Political unity had to be fostered upon the Tamil people of the confederacy in the form of an Emperor with an army because of an armed attack by some raiders from the North. The “north” was the plateau of Bellary in present day Karnataka and the raiders were a group of people known as the Kalabhras. The root, abhra literally means mica but may extend to mean gold and silver dust as well, both of the last mentioned being found in this region. Oral history sources from Jharkhand indigenous tribes, collected and catalogued by Father Dungdung in his museum of oral history at Gumla, near Ranchi informs us of an immigrant group of people who came via the sea with knowledge of metallurgy and who were violent, cannibalistic and aggressive at the same time as the “fair skinned people in white winged horses” who swept down the northern plains over the mountains and looted, raped and burnt down cities and palaces. This means that there was another stream of migration into India along with the Aryans, most probably those who were known as the Asuras. These Asuras may have swooped down into the Tamil country necessitating the first political unity of the region. Emperors are needed to protect the cultural integrity of the Tamils and within the Tamilians, despite the other things of democracy remaining the same, the desire for a super leader is enormous. To try and pull down the Emperor, in this case the imperious Amma, may amount to the dismantling of the Tamil pride and identity.

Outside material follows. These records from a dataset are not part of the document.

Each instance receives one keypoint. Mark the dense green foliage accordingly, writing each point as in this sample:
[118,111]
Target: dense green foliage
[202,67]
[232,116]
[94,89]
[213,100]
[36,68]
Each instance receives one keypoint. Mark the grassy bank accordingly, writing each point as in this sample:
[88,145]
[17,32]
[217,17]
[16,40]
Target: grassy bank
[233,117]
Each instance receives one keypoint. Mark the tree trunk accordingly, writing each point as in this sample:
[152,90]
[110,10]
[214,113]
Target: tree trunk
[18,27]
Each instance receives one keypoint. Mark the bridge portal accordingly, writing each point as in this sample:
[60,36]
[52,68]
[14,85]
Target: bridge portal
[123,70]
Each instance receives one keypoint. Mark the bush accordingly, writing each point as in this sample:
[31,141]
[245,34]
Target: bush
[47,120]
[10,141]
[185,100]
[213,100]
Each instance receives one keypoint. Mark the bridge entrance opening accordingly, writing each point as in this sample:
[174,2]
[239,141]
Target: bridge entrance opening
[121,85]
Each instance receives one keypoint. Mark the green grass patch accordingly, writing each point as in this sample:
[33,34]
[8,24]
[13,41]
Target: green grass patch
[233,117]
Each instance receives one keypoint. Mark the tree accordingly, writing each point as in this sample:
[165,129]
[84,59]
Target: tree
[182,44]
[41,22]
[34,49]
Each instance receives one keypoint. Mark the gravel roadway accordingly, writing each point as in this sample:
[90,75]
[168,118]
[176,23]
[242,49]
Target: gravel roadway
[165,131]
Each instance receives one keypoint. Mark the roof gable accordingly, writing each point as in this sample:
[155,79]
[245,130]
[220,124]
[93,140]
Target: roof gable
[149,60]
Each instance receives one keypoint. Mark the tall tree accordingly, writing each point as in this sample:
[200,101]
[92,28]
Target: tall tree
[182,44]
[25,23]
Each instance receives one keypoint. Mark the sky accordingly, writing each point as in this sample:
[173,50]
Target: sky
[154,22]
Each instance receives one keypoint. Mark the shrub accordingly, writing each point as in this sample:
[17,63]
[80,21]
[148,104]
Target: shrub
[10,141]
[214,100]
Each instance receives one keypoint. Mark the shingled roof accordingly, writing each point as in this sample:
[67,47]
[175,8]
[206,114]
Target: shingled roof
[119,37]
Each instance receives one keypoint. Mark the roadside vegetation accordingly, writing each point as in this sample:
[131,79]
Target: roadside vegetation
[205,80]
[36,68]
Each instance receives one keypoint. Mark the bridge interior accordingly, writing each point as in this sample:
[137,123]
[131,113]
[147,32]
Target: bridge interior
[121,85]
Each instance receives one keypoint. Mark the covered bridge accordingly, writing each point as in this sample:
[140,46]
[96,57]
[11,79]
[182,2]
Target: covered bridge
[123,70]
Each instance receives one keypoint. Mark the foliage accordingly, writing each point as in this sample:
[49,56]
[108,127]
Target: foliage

Tamils have been rather sensitive to conquests from the “north”; its nadir of political humiliation was not so much the British as it was during the period in the 14th century when it was ruled by the Vijaynagara kingdom originating in the same Hampi region as the Kalabhras. It is serendipity that the court ruling sentencing Amma to imprisonment originates in a court in Banglaore, also in the same region of the Kalabhras and the Vijaynagara. Tamils in their minds live through the imperial Cholas, the dynasty that over a few centuries starting from the 9th had extended their empires from the south east Asia, Sri Lanka, Indo-China to be able to construct temples as far as the southern coast of China. They have assassinated the Prime Minister Rajiv Gandhi because he, a representative of the northern powers had called for peace in Sri Lanka by circumventing the seat of the Tamil power in Tamil Nadu. Amma’s imprisonment may well be looked upon as another molestation of the Tamil honour opening up a long drawn battle of estrangement of Tamilians with the rest of the Indians. Prelude to another Kashmir.